Première réunion de la commission du patrimoine historique

La commission du patrimoine historique chargée de la formation historique immobilière, présidée par le ministre de la Culture, Heremoana Maamaatuaiahutapu, s’est réunie, pour la première fois depuis sa création, mardi matin, au Service de la Culture, à Punaauia.

Cette commission devait se prononcer sur le classement des sites de la péninsule de Matahirai’terai de Taputapuatea, à Raiatea.

La commission est chargée d’émettre un avis sur les demandes de classement ou d’inscription d’immeubles au titre des monuments historiques ainsi que sur les propositions de classement ou d’inscription dont la Polynésie française prend l’initiative:

– sur les propositions de création de périmètres de protection adaptés. Dans ce cas, l’avis est donné conjointement à l’avis sur la proposition d’inscription ou de classement de l’immeuble non protégé auquel se rapporte ce périmètre ;

– sur les travaux de réparation ou d’entretien jugés indispensables à la conservation des monuments classés au titre des monuments historiques ;

– sur les travaux destinés à la création ou à la modification ou à la démolition d’un immeuble adossé à un immeuble situé dans le champ de visibilité des immeubles classés.

Les immeubles dont la conservation présente, au point de vue de l’histoire, de l’art, de la science, de la technique ou de la culture, un intérêt public, sont classés comme monuments historiques, en totalité ou en partie, par arrêté pris en conseil des ministres, soit sur la proposition du ministre chargé des monuments historiques, soit à la demande du propriétaire.

Pour sa première réunion, cette commission devait émettre un avis sur le classement par la Polynésie française de Taputapuatea, lieu sacré du peuple ma’ohi. L’ensemble proposé à la candidature au patrimoine mondial s’étend sur une superficie de 2 124 ha dont la limite terrestre suit la ligne de crêtes passant par les sommets de Tea’etapu et Orofatiu, qui entoure deux bassins versants, les vallées d’Opoa et de Hotopu’u, jusqu’en bordure de mer. Le bien se prolonge dans le lagon comprenant ainsi les baies Toa Hiva et ‘Toa Tapu.

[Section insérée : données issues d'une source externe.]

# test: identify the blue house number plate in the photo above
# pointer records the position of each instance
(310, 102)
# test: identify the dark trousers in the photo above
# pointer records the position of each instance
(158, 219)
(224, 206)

L’ensemble concerné par le classement souhaité par le Pays s’étend sur une superficie de 5 ha 48a et 79 ca, parcelle cadastrée dont le Service de la Culture est affectataire depuis 2015. Cette parcelle devra, dans les jours prochains, faire l’objet d’un redécoupage qui exclura de la zone à classer la plage publique attenante. En outre, le redécoupage devra tenir compte de la délimitation routière côté ouest de la parcelle. La commission a donné un avis favorable, à l’unanimité, à ce classement de la zone concernée.